Determine the equation of the inverse function if f(x) = 2x^2+3, and x≥0.
The answer is supposed to be f^-1(x)=[√(2x-6)]/2.
This is what I did:
x=2y^2+3
2y^2=x-3
y^2=(x-3)/2
y=√[(x-3)/2]
Did I do something wrong?
Thanks!
I think you did it correctly.
Of course the domain is limited because the answer is imaginary if x <3
the answers are the same
√[(x-3)/2] = √[(x-3)/2 * 2/2] = √(2x-6)/2
To find the inverse of a function, you typically want to solve for the input variable in terms of the output variable. In this case, we're trying to find the inverse of the function f(x) = 2x^2 + 3.
Your working is mostly correct, but let's go through the steps together to make sure we didn't miss anything.
Step 1: Replace f(x) with y to rewrite the equation as: y = 2x^2 + 3.
Step 2: Swap the variables x and y: x = 2y^2 + 3.
Step 3: Solve for y.
- Subtract 3 from both sides: x - 3 = 2y^2.

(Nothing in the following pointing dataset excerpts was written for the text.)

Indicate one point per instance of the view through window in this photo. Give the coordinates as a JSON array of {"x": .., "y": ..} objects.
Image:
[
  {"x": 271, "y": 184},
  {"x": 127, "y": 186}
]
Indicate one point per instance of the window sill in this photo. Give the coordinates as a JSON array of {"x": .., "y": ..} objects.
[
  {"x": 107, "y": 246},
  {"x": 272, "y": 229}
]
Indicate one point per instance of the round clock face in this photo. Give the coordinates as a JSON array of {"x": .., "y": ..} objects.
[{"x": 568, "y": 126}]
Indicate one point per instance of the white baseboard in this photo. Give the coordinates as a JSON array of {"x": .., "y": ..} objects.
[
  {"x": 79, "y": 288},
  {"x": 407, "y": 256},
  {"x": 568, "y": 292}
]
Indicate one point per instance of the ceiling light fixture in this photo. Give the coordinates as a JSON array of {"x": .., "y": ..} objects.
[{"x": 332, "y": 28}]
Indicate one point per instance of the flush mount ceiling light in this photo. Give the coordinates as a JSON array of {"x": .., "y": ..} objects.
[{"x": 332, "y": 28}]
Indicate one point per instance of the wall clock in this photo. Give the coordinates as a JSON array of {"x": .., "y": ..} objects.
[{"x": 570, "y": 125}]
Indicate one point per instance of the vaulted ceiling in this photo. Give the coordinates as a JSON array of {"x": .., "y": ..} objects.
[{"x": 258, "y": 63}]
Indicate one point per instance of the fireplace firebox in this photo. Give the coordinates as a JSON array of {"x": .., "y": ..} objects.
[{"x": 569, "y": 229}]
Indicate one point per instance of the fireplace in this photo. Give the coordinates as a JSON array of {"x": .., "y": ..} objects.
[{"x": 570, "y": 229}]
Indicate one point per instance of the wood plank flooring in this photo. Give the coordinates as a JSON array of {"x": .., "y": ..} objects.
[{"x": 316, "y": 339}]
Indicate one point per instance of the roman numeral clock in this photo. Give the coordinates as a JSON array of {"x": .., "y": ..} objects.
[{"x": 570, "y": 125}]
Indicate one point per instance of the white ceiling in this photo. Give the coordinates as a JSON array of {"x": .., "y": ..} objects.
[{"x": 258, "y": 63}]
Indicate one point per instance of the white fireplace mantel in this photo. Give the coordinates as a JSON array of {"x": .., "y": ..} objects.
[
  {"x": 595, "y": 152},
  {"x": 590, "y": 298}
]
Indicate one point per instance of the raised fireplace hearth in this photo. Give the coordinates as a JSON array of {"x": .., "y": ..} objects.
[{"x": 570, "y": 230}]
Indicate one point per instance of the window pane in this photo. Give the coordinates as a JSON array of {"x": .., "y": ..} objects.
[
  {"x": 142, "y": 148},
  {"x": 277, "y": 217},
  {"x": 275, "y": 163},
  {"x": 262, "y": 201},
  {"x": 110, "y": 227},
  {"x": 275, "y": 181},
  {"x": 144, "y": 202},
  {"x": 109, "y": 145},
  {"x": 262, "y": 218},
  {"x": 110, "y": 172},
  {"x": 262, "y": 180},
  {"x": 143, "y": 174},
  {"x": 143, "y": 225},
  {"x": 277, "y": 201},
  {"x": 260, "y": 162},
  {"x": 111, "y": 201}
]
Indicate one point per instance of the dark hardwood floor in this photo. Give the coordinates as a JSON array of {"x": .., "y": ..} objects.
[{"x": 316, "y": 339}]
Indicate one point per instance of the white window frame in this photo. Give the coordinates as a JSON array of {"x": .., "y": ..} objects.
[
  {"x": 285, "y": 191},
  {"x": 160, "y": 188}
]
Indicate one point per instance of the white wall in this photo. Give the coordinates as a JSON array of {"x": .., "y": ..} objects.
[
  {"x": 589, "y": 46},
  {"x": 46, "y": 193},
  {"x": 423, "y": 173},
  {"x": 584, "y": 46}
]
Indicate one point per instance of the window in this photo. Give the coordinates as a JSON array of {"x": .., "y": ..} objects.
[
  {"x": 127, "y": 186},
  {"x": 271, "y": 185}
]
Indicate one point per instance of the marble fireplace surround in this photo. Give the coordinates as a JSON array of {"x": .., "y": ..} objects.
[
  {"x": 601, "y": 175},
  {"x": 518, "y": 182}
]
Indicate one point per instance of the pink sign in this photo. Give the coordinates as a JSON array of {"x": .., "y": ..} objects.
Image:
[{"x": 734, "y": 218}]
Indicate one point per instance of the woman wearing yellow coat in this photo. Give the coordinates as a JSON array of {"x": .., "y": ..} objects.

- Divide both sides by 2: (x - 3)/2 = y^2.
- Take the square root of both sides: √((x - 3)/2) = y.
Now, here's where the discrepancy arises. To ensure that the inverse function is valid, we need to verify the domain and range restrictions.
Given that the original function has the condition x ≥ 0, we must impose similar restrictions on the inverse function. The square root term (√((x - 3)/2)) is only defined for (x - 3)/2 ≥ 0.
Thus, we can isolate this condition as (x - 3) ≥ 0, which gives x ≥ 3.
Therefore, the inverse function is:
f^(-1)(x) = √((x - 3)/2)
= [√(x - 3)] / √2.
However, note that, in the final step, we rationalize the denominator by multiplying both the numerator and denominator by √2:
f^(-1)(x) = [√2 √(x - 3)] / [√2 (√2)]
= [√(2x - 6)] / 2.
So, the correct equation for the inverse function is indeed f^(-1)(x) = [√(2x - 6)] / 2.
You made a minor mistake by not rationalizing the denominator, but apart from that, your steps were correct. Just remember to check any domain and range restrictions when finding the inverse function.
I hope this explanation clears up any confusion and helps you understand the solution! Let me know if you have any other questions.